Luke Hanley, Vincent Bett, and Nico Lusardo.

For this project, one would need a protractor, a pointer and a timer. We laser cut wood to form a protractor and modified a straw to act as the pointer. We used the timer in our phone to measure the time.

This project can also be done using a regular protractor and a stopwatch.

To measure the speed of an abject, an observer should stand at a certain known distance from the path of the object. Then as the speeding object passses through, the observer should measure the change in angle of the pointer and the time it takes for the angle to change. The observer should then use trigonometry ratios to determine the distance covered by the speeding object and then the speed.

One thing to note is that the faster the object, the shorter the measured time.

We found a picture of a protractor on the internet and then laser cut the image on a piece of wood to come up with our own home made protractor. Then we attached the pointer (straw) on the center of the diameter of the protractor to make the pointer.

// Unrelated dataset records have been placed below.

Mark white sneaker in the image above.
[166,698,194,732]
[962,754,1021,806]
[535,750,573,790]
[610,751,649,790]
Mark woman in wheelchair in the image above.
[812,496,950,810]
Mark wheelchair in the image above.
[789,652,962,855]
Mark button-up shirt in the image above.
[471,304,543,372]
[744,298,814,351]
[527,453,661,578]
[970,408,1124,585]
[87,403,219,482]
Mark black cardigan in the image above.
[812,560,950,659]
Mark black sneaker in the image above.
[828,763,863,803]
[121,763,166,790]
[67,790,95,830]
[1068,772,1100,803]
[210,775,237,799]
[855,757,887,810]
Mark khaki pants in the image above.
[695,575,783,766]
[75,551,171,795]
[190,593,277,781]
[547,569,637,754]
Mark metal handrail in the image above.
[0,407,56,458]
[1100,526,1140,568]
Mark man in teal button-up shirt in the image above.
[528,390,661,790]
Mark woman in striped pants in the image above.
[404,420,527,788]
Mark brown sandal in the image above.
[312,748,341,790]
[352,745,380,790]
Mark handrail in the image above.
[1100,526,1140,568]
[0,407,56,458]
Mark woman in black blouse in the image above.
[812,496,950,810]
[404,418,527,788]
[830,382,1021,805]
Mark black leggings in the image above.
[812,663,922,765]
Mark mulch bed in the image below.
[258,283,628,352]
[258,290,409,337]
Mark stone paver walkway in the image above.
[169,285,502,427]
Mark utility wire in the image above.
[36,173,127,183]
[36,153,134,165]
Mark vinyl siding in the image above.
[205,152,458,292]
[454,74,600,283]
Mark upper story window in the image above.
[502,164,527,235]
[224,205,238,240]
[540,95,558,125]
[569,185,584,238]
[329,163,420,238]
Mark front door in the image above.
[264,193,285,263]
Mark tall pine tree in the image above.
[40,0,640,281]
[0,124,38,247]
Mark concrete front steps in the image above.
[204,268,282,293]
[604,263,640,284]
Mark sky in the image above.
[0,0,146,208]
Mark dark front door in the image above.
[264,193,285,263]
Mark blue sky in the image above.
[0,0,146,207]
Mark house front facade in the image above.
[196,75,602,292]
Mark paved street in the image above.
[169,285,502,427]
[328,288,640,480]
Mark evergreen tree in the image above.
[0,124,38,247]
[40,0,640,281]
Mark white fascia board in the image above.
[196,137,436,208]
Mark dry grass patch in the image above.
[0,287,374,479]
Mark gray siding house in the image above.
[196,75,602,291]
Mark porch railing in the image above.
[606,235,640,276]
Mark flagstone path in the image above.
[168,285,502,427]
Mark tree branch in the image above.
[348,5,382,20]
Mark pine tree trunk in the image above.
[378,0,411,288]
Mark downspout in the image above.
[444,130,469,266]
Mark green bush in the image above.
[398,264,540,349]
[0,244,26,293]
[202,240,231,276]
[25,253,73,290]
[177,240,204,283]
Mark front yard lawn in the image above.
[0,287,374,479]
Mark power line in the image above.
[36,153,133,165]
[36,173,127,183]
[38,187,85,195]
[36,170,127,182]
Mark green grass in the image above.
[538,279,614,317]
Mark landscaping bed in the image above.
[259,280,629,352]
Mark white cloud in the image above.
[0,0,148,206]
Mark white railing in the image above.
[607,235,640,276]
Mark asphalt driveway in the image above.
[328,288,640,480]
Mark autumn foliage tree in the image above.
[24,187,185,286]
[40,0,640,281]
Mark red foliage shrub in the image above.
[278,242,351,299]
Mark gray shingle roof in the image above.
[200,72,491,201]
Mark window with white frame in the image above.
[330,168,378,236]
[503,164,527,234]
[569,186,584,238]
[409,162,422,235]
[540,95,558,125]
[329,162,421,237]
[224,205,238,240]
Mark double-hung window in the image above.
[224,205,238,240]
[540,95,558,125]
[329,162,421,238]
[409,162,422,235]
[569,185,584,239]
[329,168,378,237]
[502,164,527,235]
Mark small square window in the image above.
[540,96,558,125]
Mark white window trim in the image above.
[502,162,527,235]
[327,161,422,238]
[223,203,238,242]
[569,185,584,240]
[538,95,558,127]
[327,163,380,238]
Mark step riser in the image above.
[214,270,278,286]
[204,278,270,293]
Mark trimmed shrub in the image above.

We then went outside, bringing the stopwatch, the protractor, and three blue boxs to be used as markers. We set up box #1 and box #2 a predetermined distance apart (in our case 6.7 meters). We then had the runner start running from a few meters behind box #2 in order to ensure a constant speed between the start and finish points. Once the runner ran past box #2, running perpendicular to the line made by box #1 and #2, the stopwatch began to record the time. The amount of time an observer chooses to use depends on the speed of the runner. For our experiment, we stopped the stopwatch at 2 seconds because this gave us a considerable change in angle, making the calculations easier. At the exact moment that the stopwatch was stopped, we observed the spot where the runner was located at that time, and we marked that spot with box #3. From box #1, we calculated the angle between box #2 and box #3 with box #1 as the vertex.

Using the known distance between box #1 and #2, the angle made by the runner, and the exact time it took the runner to make that angle, the speed of the runner could then be calculated.